RIVERSIDE – Some union employees at UC Riverside's student health center plan to defy a court order and go on strike for five days beginning Monday.
Members of the American Federation of State, County and Municipal Employees were expected to walk off their jobs Monday in Riverside, San Diego, Los Angeles, Irvine and other cities across the state. Combined, the union represents about 8,500 employees at five medical centers and 10 student health centers within the University of California system.
“It's unfortunate that after almost a year of negotiating, it has come to a strike,” said UCSD employee Angela Vasquez. “But with gas and food prices, our families are in crisis. We cannot wait another month for UC executives to end poverty wages – my family could be homeless by then.”
The AFL-CIO affiliate and the UC system have been at an impasse over wage levels since April.
The university system has asked judges to prevent those potential strikers from asking non-union service workers from honoring the picket lines. They work as cooks, servers, gardeners and radiology, respiratory and operating room technicians.
The five-day walkout might affect everything from the cleaning of common areas at UC campuses to hospital food and janitorial services, union leaders said.

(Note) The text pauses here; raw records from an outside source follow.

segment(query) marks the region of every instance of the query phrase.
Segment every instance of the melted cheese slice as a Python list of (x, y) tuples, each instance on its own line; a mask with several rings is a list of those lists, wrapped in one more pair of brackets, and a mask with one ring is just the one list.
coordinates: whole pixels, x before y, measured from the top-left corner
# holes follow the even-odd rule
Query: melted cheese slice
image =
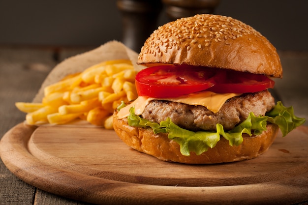
[(133, 106), (135, 106), (135, 114), (138, 116), (140, 115), (143, 113), (146, 106), (149, 103), (154, 100), (168, 100), (195, 106), (201, 105), (206, 107), (213, 113), (216, 113), (219, 111), (227, 100), (241, 94), (218, 94), (209, 91), (204, 91), (172, 98), (153, 98), (139, 96), (132, 103), (121, 109), (117, 116), (119, 119), (126, 117), (129, 115), (129, 109)]

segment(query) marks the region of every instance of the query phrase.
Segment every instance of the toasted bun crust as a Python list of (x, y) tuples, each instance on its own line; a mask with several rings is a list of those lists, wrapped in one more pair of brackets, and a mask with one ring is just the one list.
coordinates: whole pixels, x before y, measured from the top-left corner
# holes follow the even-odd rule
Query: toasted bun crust
[(137, 63), (186, 64), (282, 76), (276, 49), (264, 36), (240, 21), (212, 14), (160, 27), (145, 42)]
[(167, 133), (154, 134), (151, 129), (128, 125), (126, 118), (119, 119), (113, 115), (114, 128), (120, 139), (128, 146), (140, 152), (166, 161), (185, 164), (214, 164), (231, 162), (255, 158), (265, 152), (272, 145), (278, 133), (278, 126), (268, 124), (267, 130), (261, 134), (249, 137), (245, 134), (243, 143), (231, 146), (223, 137), (213, 148), (197, 156), (183, 155), (180, 146), (168, 138)]

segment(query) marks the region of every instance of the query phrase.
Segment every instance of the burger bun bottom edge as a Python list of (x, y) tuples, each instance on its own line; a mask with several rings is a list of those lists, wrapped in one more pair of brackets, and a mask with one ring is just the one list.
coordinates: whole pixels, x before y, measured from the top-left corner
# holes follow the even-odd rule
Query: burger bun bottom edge
[(221, 137), (216, 146), (197, 155), (182, 155), (180, 145), (168, 138), (168, 133), (154, 134), (151, 128), (130, 126), (127, 119), (118, 119), (113, 115), (113, 126), (116, 134), (127, 146), (165, 161), (185, 164), (217, 164), (256, 158), (266, 152), (276, 138), (278, 127), (268, 124), (267, 130), (258, 135), (243, 134), (243, 142), (238, 146), (231, 146)]

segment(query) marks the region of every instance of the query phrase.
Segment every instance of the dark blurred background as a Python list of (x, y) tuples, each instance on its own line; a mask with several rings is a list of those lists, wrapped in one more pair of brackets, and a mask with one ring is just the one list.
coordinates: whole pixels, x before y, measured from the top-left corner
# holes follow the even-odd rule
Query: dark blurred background
[[(221, 0), (214, 11), (252, 26), (278, 50), (308, 51), (308, 1)], [(163, 7), (157, 25), (170, 19)], [(96, 47), (123, 39), (116, 0), (0, 0), (0, 46)]]

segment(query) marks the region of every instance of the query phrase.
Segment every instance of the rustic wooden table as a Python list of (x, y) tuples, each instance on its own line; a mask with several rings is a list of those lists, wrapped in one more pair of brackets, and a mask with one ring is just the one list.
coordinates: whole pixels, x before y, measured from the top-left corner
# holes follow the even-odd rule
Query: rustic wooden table
[[(23, 121), (17, 101), (30, 102), (50, 70), (65, 58), (92, 48), (0, 48), (0, 137)], [(279, 52), (284, 69), (274, 95), (299, 117), (308, 118), (308, 53)], [(308, 125), (306, 122), (306, 126)], [(303, 145), (304, 146), (304, 145)], [(298, 202), (301, 205), (308, 202)], [(21, 180), (0, 162), (0, 205), (87, 205), (37, 189)]]

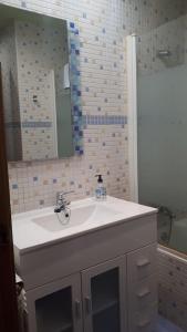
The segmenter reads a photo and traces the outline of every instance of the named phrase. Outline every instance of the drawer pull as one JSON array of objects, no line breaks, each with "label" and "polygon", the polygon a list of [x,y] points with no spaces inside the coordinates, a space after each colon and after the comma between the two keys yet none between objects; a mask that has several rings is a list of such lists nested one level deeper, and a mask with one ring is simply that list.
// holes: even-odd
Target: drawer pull
[{"label": "drawer pull", "polygon": [[91,301],[91,298],[89,298],[89,297],[85,298],[85,309],[86,309],[87,314],[91,314],[92,301]]},{"label": "drawer pull", "polygon": [[147,325],[149,325],[152,323],[150,320],[145,320],[145,321],[142,321],[137,326],[139,329],[143,329],[143,328],[146,328]]},{"label": "drawer pull", "polygon": [[77,320],[81,318],[81,302],[79,300],[75,301],[75,315]]},{"label": "drawer pull", "polygon": [[144,267],[147,267],[147,266],[149,266],[150,264],[150,261],[148,260],[148,259],[142,259],[142,260],[139,260],[138,262],[137,262],[137,267],[138,268],[144,268]]},{"label": "drawer pull", "polygon": [[139,299],[143,299],[143,298],[145,298],[145,297],[147,297],[147,295],[149,295],[149,294],[150,294],[149,289],[145,289],[145,290],[141,291],[141,292],[137,294],[137,297],[138,297]]}]

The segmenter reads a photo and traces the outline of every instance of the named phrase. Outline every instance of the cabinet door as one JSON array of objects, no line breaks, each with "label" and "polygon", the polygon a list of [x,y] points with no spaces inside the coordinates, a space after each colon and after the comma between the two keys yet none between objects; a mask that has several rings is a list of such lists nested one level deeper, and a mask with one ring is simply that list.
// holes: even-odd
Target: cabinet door
[{"label": "cabinet door", "polygon": [[126,257],[82,272],[85,332],[126,331]]},{"label": "cabinet door", "polygon": [[82,332],[79,273],[29,291],[27,300],[29,332]]}]

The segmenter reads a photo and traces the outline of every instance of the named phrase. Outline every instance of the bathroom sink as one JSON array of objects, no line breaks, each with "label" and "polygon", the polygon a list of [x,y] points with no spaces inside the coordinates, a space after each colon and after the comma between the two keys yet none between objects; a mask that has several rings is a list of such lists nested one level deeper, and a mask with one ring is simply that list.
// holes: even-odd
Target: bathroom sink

Medical services provided by support staff will be handled by supervisors or non-union workers, according to a statement from the UC system.
A judge in San Francisco said Friday the threatened walkout would irreparably harm UC patients, faculty and students, and banned the strike until the union gave adequate notice. But union leaders said that serving formal notice of the strike last Thursday fulfilled that requirement.
Officials at the university system said last week that patients at 15 UC medical centers and hospitals across the state will be endangered if the strike takes place, arguing it should be banned because, they say, the union has not bargained in good faith.
“Our proposals are fair and responsive to many of the union's expressed concerns, and our employees deserve to have these negotiations resolved,” UC labor relations executive director Howard Pripas said in a statement Friday.
AFSCME officials said their members are paid “poverty-level” wages –as low as $10 an hour.
UC officials said they offered a 26 percent pay raise over five years to patient-care employees and raises of about $1.75 to $2 per hour for service employees, depending on the cost of living at each location. The system is also offering enrollment in the same health care and pension systems offered all other UC employees.
But the union claims UC wages are dramatically below those paid to community college workers in the state. It says 96 percent of its membership is eligible for food stamps, subsidized housing or other welfare-type assistance despite full-time employment.